There are times when a well-conceived concert is such an integral whole that it would be a mistake to review the musical selections one at a time. Such was the case for a program of solo cello music presented by Franklin Keel on Sunday under the auspices of Pan Harmonia to an audience of about fifty. The venue was St. Mary’s Episcopal Church in North Ashville, a small century-old brick sanctuary with fine acoustics.

Keel’s program included the preludes from each of J.S. Bach’s six suites for solo cello (and the fugue which follows the prelude from Suite No. 5), interleaved with 20th-century works by George Crumb, Ernst Bloch and Benjamin Britten. The verbal commentary between pieces went far beyond “introducing the next work.” It was an introspective commentary on Bach’s musical life and the effect these six suites had on other composers and on serious cellists everywhere. Keel, who has played the Bach suites since he was a teenager, titled his concert “Inspired by Bach.”
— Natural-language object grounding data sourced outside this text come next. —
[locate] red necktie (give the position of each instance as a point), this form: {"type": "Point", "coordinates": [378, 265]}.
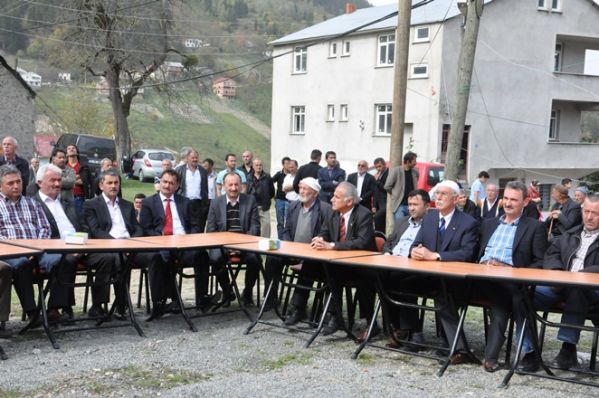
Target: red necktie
{"type": "Point", "coordinates": [168, 219]}
{"type": "Point", "coordinates": [341, 229]}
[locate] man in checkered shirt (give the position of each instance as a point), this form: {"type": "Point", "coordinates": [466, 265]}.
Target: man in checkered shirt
{"type": "Point", "coordinates": [22, 217]}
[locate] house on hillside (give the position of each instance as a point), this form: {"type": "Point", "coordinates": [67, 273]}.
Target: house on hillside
{"type": "Point", "coordinates": [17, 115]}
{"type": "Point", "coordinates": [224, 87]}
{"type": "Point", "coordinates": [535, 84]}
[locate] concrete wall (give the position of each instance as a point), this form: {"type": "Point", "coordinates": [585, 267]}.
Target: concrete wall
{"type": "Point", "coordinates": [16, 113]}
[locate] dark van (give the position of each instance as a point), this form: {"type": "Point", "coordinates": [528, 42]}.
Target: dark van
{"type": "Point", "coordinates": [92, 149]}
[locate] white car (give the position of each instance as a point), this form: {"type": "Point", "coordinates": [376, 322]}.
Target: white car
{"type": "Point", "coordinates": [147, 163]}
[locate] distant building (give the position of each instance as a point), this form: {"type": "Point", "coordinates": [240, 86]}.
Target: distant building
{"type": "Point", "coordinates": [531, 92]}
{"type": "Point", "coordinates": [224, 87]}
{"type": "Point", "coordinates": [17, 115]}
When he was first in our community, freshly graduated from the Eastman School of Music, I would have called him talented, young, and brash. Now, only a few years later, I would describe him as talented, mature, and thoughtful. This concert displayed his mastery of the cello and provided a platform for him to deliver a commentary that was never dry but always factual. He is a perceptive musician who delves into the deep nature of the music he plays.

Keel mentioned that Bach’s Suite No. 2, in D minor, written shortly after the early death of Bach’s first wife, shows Bach’s sorrow. He mentioned that George Crumb dedicated his Cello Sonata to his mother and that the first movement (which we heard) is a Fantasia, a musical form from the baroque era but with very different 20th-century harmonies. He pointed out the harmonic inventiveness that Bach put into his Suite No. 4, with excursions into keys far from the home base of E Flat major. The first two movements of Ernst Bloch’s Suite No. 1 are similarly forms that Bach would have recognized: a Prelude and an Allemande.

From Bach’s Suite No. 5, Keel chose to play both the Prelude and the Fugue that is, in effect, the second movement. This suite is in C minor, a key signature many great composers have used for their most serious works. In this fugue, Bach manages to indicate fugal counterpoint while giving us just one voice at a time. The Bach prelude and fugue was followed by the Canto and Fugue from Benjamin Britten’s Suite No. 1 (the first of three for solo cello). The first passages of this fugue contained more notes than Bach might have needed to indicate the same musical thought. Britten is a fine composer, but like the rest of us he was a mere mortal. Bach is divine. That is one lesson that this concert conveyed.

The final selection for this integrated program was the Prelude from J.S. Bach’s Suite No. 6. Keel prefaced this challenging work by pointing out that it was originally written for a five-string cello and provides unusual challenges to a modern cellist. He met this challenge.

I found myself thinking back on memorable live performances I have heard by cellists: Gregor Piatigorsky, János Starker, Leonard Rose, Yo-Yo Ma, Zara Nelsova (to whom Bloch dedicated his suites for solo cello) and Mstislav Rostropovich (to whom Britten dedicated his suites for solo cello). There are scholars, teachers and conductors on this list, intellectuals as well as great technicians. We are fortunate to have in Western North Carolina our own skilful cellist who is a similarly thoughtful musician.